Noblesse Oblige
by
“I thought it was funny” the first time director Bennett Miller ran across the news item that has since become Toronto and now New York Film Festival selection Foxcatcher. Palpable disquieted press-screening Q&A response to that adjective alerted him and onstage cast to clarify, “funny until it wasn’t, the absurdity of this richest man” involving his elite class in this sport and behaving like that.
The man in question was John E. du Pont (Steve Carell). Of that Delaware family the 1802 gunpowder-mill origins of whose fabulous wealth are neatly brought into the drama rather than lazily printed on the screen or voiced from off it. Such “very rich are different from you and me.” This particular example is isolated, friendless, ultrapatriotic, a gun-obsessed weirdo with heavy mother (a wasted Vanessa Redgrave as Jean du Pont) issues, not “American man” enough for the highest physical athletic achievement and therefore buying tournaments, victories and private range firepower while scorning the equestrian pursuits of that mother.

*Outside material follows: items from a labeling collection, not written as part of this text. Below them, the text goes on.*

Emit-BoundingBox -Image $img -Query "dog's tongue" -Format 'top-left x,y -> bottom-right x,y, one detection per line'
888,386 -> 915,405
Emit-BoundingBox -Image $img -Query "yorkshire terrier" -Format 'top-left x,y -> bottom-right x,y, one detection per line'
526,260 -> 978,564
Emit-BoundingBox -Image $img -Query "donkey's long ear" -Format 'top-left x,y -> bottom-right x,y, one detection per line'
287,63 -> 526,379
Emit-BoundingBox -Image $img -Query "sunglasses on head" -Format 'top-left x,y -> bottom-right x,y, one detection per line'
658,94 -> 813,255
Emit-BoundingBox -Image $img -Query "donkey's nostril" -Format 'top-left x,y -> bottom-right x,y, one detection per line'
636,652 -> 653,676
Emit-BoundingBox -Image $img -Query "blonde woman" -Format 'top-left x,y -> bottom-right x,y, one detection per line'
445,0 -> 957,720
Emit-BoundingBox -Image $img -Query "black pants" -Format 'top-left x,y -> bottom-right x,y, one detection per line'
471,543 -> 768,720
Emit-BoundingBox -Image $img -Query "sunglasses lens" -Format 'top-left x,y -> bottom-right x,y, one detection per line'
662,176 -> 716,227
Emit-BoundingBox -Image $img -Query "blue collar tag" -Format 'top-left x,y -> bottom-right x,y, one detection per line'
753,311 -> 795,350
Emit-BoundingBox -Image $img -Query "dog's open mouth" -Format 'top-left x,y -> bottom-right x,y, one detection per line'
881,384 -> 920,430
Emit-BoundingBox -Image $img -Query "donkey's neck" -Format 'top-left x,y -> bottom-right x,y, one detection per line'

Inconceivable entrenched wealth commands kowtowing, manpower and killer artillery from the army and police at baronial Pennsylvania estate Foxcatcher, named for the hunt. But “Golden Eagle” he dreams of more, of national and international championships and Olympic gold in wrestling, more world popular in its Greco-Roman form and U.S.-practiced in schools in the more permissive freestyle, both of which are Olympic men’s sports divided into eight weight categories. His grand plan is to lure the best in the country to immaculate new training facilities on the grounds, bring domestic renown to the sport and medals to the trophy room, surround himself with clear-eyed muscular younger men, and bask in glory as their wise coach and mentor.
A half-million 1980s dollars will cement U.S.O.C. compliance on Team Foxcatcher facilities. Fortune will also bring the trainees needed, who, if they hesitate, will be offered more, as in the eyes of privilege everyone has his price. One question posited in the crafted hundred thirty-three minutes is, at what cost and with what conditions do these wrestlers (and other underlings) give up or sell their personal autonomy and souls?

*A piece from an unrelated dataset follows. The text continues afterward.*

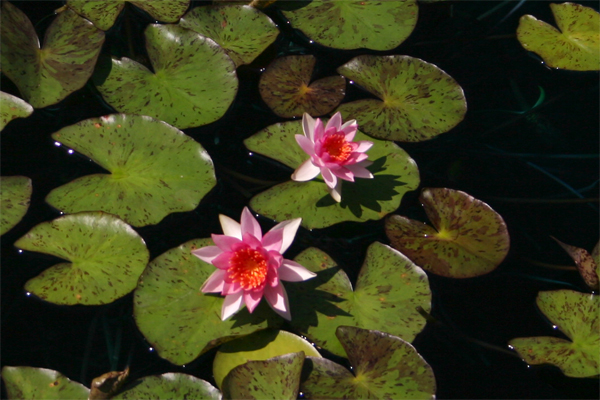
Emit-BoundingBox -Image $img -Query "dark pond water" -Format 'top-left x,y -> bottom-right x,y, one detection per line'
1,1 -> 599,399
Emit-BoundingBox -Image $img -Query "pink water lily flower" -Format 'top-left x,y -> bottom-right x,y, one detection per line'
292,112 -> 373,202
192,207 -> 315,321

Number one catch is University of Oklahoma grad and 1984 L.A. Olympics gold medalist Mark Shultz (Channing Tatum), guest-speaking to uninterested grade-schoolers while training as best he can with smaller but also champion brother Dave (Mark Ruffalo) in the limited Wexler College gymnasium. He leads a sad lonely existence, in contrast to the older brother’s home with a lawn, wife Nancy (Sienna Miller) and two children. This family life is doubly important in that, the two boys orphaned very young, Dave has always been parents and mentor to his emotionally withdrawn sibling.
Giving Mark star treatment, and positioning himself as more than a coach, as a friend and father figure, de Pont undercuts Dave and yet woos him to join the team as his “assistant” coach. Insulated from the cradle on by wildest entitlement, he lives in another world, a creepy odd duck. According to Ruffalo, “they designed [actor] John’s look to make him repellent, uncomfortable to be around, and everyone stayed away.”
Du Pont turns Mark on to cocaine, gets him to fawn in public and, presenting it as opening up the twenty-seven-year-old’s self-esteem, drives a wedge between the two lifelong inseparable brothers. Seoul 1988 approaching, workouts intensify, the wealthy coach demands increasing dedication to winning and groveling adulation for himself, so tensions mount and come to a tragic but true head.
Suppressed rage, paranoia and obsession are a volatile cocktail, and certainly so in this upsetting view of the rigors of athletics, whether unheralded or not, and even more of the lifestyle and near limitless power attaching to unimaginable unseen American old money zillions.
(Released by Sony Pictures Classics and rated "R" for some drug use and a scene of violence.)